Cet accord est évidemment une grande chance pour les Calédoniens. Il permettra peut-être une reprise économique et un apaisement sociétal. Dans tous les cas, il vaut mieux que le blocage actuel qui enfonce la Calédonie.
Il faut encore surmonter un obstacle de taille : Le vote des parlementaires français. Comme il n’existe pas d’autre voie pour que la Nouvelle-Calédonie ne s’enfonce plus avant dans le chaos économique et institutionnel, il faut espérer que les socialistes reviendront à la raison. Ce serait criminel de torpiller ce projet. Malgré tout, si j'étais parlementaire Français, je voudrais qu'il soit amendé par le parlement, notamment sur la restriction du corps électoral.

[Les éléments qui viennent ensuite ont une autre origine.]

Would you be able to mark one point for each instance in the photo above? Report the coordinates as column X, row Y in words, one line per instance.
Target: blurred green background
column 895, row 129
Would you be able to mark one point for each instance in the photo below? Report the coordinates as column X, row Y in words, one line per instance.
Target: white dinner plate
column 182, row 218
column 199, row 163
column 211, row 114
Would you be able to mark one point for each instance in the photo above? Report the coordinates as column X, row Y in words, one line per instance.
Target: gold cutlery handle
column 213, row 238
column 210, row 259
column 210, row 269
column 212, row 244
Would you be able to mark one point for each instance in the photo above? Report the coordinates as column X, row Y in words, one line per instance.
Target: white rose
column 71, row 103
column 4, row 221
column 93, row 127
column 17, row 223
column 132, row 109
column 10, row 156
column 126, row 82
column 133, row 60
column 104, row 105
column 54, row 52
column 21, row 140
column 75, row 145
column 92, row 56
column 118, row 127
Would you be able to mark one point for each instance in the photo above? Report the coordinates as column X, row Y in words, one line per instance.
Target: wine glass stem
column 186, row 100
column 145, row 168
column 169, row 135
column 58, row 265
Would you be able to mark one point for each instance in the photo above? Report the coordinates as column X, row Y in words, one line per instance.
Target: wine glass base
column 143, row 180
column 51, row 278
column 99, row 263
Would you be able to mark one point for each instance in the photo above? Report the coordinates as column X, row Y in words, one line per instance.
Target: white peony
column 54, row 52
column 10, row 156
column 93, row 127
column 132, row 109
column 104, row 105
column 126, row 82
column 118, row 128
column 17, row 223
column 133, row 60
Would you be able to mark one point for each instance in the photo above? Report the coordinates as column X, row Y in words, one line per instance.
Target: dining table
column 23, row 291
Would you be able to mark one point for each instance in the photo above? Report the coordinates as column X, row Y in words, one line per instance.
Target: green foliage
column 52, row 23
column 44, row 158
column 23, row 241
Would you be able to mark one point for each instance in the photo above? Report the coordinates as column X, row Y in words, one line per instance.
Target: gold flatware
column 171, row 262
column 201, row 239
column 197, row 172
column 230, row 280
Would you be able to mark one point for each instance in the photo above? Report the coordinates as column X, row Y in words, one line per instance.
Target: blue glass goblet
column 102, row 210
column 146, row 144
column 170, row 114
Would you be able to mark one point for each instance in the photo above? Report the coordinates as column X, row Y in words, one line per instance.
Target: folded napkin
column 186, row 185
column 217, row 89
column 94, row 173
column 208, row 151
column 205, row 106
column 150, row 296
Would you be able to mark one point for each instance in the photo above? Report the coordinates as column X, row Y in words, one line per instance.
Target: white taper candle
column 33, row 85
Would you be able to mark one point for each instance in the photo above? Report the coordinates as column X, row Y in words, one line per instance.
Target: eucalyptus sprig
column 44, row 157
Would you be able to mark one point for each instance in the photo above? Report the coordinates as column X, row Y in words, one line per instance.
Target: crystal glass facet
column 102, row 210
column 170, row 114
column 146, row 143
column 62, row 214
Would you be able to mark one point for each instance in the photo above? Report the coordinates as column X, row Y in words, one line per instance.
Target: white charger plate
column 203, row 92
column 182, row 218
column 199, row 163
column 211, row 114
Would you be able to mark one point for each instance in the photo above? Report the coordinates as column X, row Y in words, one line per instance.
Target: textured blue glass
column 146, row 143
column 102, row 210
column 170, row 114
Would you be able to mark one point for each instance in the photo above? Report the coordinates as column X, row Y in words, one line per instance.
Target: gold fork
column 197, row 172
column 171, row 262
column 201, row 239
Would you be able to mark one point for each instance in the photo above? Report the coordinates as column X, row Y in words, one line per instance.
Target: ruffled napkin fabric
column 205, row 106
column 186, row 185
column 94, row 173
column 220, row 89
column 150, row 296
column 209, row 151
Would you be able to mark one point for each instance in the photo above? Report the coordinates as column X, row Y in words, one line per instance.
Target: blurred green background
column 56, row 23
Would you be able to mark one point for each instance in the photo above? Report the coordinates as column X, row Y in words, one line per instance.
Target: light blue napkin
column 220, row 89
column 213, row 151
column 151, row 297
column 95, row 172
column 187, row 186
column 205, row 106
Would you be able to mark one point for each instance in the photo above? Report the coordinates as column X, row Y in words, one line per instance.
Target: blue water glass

Ensuite, il faudra que cet accord soit approuvé par un vote des Calédoniens. Le corps électoral sera très restreint parce que, pour être électeur, il faudra être arrivé sur le territoire avant 1994. Tout ceux qui sont nés sur le territoire ne pourront pas voter, seuls ceux nés avant 1994 ou dont un des parents est électeur. Malgré ce corps électoral ultra restreint, le oui l’emportera très largement. Il est probable que ce qui reste du FNLKS boycottera les élections, mais n’aura pas la capacité de recommencer les exactions et le blocage du pays.
Et après, on peut espérer que les opposants à ce projet qu'ils soient indépendantistes ou non seront sévèrement battus aux élections provinciales et que les organisateurs des exactions seront enfin jugés et retourneront en prison.